As such, striking a balance between recruiting the best talent for the job while quickly fulfilling businesses’ urgent need for staff is becoming a challenge, particularly when looking to maintain desirable levels of staff retention. Perhaps recruitment strategies need a rethink as the world changes?
A striking set of statistics
The latest figures from Reed and the ‘UK Report on Jobs’ survey by KPMG and REC lay out how the most recent lockdown developments and further reopening of the UK economy have impacted recruitment:
- Permanent placements have hit record growth
- An upturn in temp billings is the fastest it has been for six years
- May 2021 was Reed’s best month for job postings since before the 2008 financial crash
- The demand for workers has increased at the fastest rate for over 23 years
- The supply of permanent and temporary staff fell at the quickest rates on record.
However, although these results may be good news for job seekers, they present new challenges to recruiters looking to help businesses hire, as the spike in demand brings the labor and skills shortages that already existed in the UK into sharper focus.
With overall candidate availability declining at the quickest rate since May 2017, recruiters and HR teams must now pick out top talent from a rapidly shrinking pool. Plus, both starting salaries and temp pay are expanding at a sharp rate. Coupled with a growing desire for flexibility and a more hybrid approach to working, companies are under more pressure than ever to match up to candidates’ increasing expectations if they want to attract and retain the best staff.

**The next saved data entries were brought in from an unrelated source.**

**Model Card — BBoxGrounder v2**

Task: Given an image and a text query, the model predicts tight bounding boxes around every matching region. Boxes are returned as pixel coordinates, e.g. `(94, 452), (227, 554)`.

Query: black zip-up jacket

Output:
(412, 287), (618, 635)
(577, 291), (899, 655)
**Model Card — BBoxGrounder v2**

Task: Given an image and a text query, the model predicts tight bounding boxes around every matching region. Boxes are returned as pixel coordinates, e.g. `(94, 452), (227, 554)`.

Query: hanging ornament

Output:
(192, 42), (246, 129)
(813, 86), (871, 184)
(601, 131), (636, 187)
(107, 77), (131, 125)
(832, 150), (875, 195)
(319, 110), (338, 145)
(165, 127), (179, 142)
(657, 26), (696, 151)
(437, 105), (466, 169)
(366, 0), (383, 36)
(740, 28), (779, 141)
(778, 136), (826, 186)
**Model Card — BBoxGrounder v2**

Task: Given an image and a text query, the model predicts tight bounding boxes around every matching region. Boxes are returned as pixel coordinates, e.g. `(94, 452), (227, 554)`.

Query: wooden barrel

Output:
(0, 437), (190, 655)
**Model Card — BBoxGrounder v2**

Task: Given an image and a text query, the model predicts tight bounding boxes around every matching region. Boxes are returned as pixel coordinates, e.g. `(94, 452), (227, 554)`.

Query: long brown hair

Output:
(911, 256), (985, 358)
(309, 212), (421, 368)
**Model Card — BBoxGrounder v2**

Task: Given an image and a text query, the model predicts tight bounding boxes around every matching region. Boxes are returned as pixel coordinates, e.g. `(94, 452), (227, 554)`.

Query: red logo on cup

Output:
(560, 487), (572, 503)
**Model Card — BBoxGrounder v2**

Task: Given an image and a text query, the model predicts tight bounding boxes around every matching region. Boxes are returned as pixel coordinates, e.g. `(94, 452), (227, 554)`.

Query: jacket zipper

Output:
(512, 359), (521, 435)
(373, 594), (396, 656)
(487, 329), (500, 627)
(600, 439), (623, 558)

Leveraging the opportunity
The shift from a client-driven market to a candidate-driven market means recruiters must adapt their approach to finding new talent by targeting passive candidates. When the demand outstrips supply, speed is of the essence, and consultants must move quickly if they want to snap up the best candidates for their clients.
As a recruiter, top talent will rarely fall into your lap — particularly in a highly competitive job market. Plus, just because someone is not actively looking for a new role does not mean they are not open to discussing and learning more about new opportunities. So, it is essential to proactively search for candidates already in employment and reach out to them to capture their interest in vacant positions.
Sourcing passive candidates, rather than waiting for them to come to you, has consistently garnered highly effective hiring success rates, with candidates sourced in this way proving to be more than twice as efficient as independent applicants.
For this strategy to be effective, recruiters and HR teams must make the best use of the digital resources at their disposal — as well as their professional network. For example, there are a wealth of finance and accounting candidates on social media, and platforms like LinkedIn are ideal for ‘headhunting’ skilled and high-level talent.
Step into the digital era
Recruitment is more competitive than ever before. And now that the market has become increasingly driven by candidates and their desires, it is the employer (and, in turn, their recruitment specialist) that needs to stand out and impress.
Candidates have come to expect more from prospective employers, and not just in terms of substantial pay packets and training programs — although these are also important to consider. After over a year of home working, many have come to enjoy a more flexible way of working and expect companies to offer it as a benefit. In fact, a recent survey by Barnett Waddingham found 34% of UK workers said they would resign from their current position if their employer failed to offer flexible working options.